Ein evolutionäres Rätsel aufgeklärt
Die beiden untersuchten Arten haben sich vor etwa fünf Millionen Jahren voneinander getrennt. Trotz dieser Trennung haben sie lange Zeit in einigen europäischen Regionen zusammengelebt. Irgendwann in ihrer Geschichte verloren die iberischen Königinnen die Fähigkeit, ihre eigenen Arbeiterinnen zu produzieren.
Dieser Verlust machte sie von den Männchen der
Messor structor abhängig. Die Wissenschaftler vermuten, dass ein "egoistisches" Gen die Larvenentwicklung beeinflusst und die Fortpflanzung eher auf zukünftige Königinnen als auf Arbeiterinnen ausgerichtet hat. Um dies auszugleichen, hätten die Königinnen die Nutzung fremder Partner übernommen.

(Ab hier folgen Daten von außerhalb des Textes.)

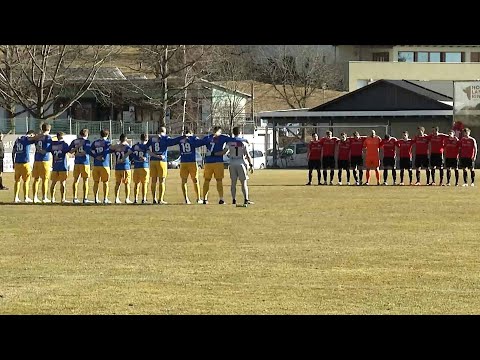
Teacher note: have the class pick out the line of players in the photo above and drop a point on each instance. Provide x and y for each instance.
(148, 159)
(429, 155)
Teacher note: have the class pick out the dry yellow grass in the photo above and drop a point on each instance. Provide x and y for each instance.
(298, 250)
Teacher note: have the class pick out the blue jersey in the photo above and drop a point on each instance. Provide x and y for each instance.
(101, 148)
(60, 150)
(188, 145)
(214, 144)
(159, 144)
(22, 150)
(45, 144)
(140, 151)
(120, 155)
(82, 155)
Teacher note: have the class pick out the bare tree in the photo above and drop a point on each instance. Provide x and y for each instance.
(297, 73)
(231, 70)
(36, 76)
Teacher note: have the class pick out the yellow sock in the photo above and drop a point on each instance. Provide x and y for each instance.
(220, 188)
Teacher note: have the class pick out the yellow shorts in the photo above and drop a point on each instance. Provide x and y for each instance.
(59, 176)
(23, 171)
(216, 170)
(123, 176)
(372, 163)
(100, 172)
(188, 169)
(140, 175)
(81, 170)
(41, 169)
(158, 169)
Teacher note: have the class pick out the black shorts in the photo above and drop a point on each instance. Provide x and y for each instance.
(421, 161)
(389, 162)
(356, 161)
(405, 163)
(451, 163)
(436, 160)
(344, 164)
(466, 163)
(314, 164)
(328, 162)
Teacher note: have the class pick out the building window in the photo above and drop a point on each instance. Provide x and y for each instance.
(421, 56)
(475, 57)
(452, 57)
(405, 56)
(434, 57)
(382, 56)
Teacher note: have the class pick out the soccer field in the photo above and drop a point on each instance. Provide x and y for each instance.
(298, 250)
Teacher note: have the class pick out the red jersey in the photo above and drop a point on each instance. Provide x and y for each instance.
(437, 143)
(356, 146)
(421, 144)
(451, 147)
(344, 150)
(388, 147)
(405, 148)
(467, 147)
(328, 146)
(315, 148)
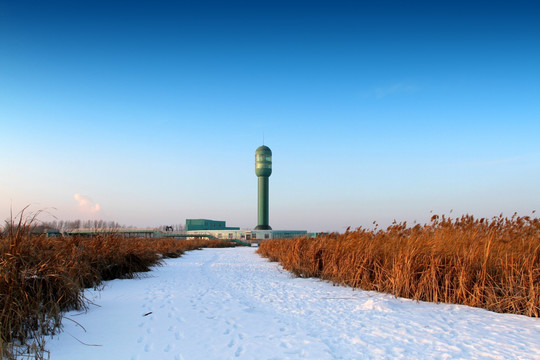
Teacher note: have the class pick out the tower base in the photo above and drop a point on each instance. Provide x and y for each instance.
(263, 227)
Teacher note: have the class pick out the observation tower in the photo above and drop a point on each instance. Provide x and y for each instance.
(263, 170)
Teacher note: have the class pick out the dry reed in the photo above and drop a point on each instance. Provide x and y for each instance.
(42, 277)
(492, 264)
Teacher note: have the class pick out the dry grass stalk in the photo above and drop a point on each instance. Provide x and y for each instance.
(493, 264)
(42, 277)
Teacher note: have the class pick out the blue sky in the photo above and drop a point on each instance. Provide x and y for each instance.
(151, 111)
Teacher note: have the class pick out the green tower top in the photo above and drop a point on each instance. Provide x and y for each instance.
(263, 161)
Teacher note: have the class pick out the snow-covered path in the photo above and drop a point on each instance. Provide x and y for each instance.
(231, 303)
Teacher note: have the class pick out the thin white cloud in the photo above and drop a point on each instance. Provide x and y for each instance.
(86, 204)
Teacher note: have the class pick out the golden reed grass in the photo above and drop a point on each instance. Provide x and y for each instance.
(42, 277)
(492, 264)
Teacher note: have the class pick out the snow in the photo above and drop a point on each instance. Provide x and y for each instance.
(231, 303)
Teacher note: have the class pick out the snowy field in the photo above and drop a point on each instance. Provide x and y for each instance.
(231, 303)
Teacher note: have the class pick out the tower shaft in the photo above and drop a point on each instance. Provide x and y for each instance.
(263, 196)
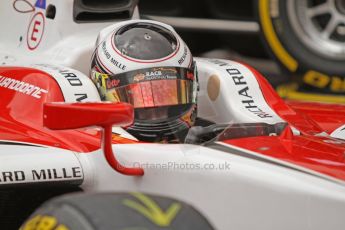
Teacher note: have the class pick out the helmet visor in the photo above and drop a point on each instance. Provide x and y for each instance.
(148, 88)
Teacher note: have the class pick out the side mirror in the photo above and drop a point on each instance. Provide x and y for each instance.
(61, 116)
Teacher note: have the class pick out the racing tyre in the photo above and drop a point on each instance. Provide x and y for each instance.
(307, 37)
(115, 211)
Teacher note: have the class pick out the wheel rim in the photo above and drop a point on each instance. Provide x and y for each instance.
(320, 25)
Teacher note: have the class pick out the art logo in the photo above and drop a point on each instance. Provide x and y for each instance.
(35, 31)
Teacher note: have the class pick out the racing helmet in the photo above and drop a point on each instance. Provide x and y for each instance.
(147, 64)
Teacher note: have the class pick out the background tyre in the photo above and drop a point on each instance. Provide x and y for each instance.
(135, 211)
(307, 37)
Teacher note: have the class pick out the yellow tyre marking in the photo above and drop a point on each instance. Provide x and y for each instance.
(273, 41)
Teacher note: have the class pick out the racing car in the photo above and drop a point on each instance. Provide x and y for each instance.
(263, 163)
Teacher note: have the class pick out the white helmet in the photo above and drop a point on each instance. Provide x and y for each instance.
(147, 64)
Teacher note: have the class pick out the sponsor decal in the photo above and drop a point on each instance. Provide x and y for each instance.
(112, 83)
(35, 31)
(319, 80)
(244, 91)
(339, 132)
(43, 222)
(41, 4)
(112, 60)
(184, 55)
(152, 211)
(22, 87)
(156, 74)
(38, 175)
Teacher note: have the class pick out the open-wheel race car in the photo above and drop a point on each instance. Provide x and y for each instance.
(252, 160)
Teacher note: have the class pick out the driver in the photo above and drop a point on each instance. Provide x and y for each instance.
(147, 64)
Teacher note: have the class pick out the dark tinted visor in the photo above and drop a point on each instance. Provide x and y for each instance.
(147, 88)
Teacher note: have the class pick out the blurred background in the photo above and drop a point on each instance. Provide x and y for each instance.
(299, 45)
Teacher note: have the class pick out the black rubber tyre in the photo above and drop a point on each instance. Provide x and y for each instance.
(315, 73)
(133, 211)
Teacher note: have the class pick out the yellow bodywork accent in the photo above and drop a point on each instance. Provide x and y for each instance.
(272, 38)
(152, 211)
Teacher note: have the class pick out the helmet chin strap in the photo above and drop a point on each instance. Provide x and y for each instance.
(173, 131)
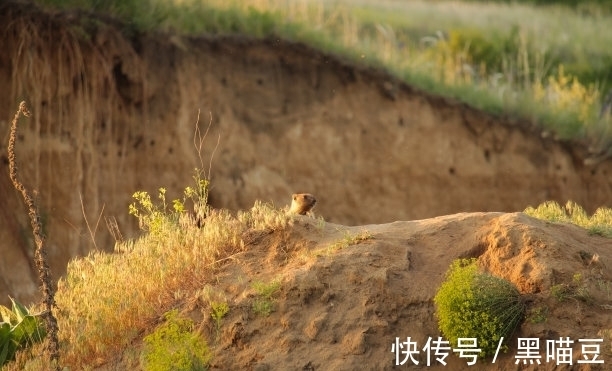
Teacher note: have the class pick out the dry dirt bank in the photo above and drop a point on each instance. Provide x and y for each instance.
(114, 114)
(341, 308)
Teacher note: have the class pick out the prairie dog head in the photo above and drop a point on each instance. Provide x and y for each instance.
(302, 203)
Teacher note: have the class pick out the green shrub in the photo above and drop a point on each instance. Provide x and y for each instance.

Im Laufe der Zeit haben sie eine vollständige Beherrschung dieses Prozesses erlangt und klonen die notwendigen Männchen direkt innerhalb ihrer eigenen Kolonien. Diese "Domestizierung" des Spermas einer anderen Art stellt einen einzigartigen Fall der Fortpflanzung dar, die als Xenoparie bezeichnet wird.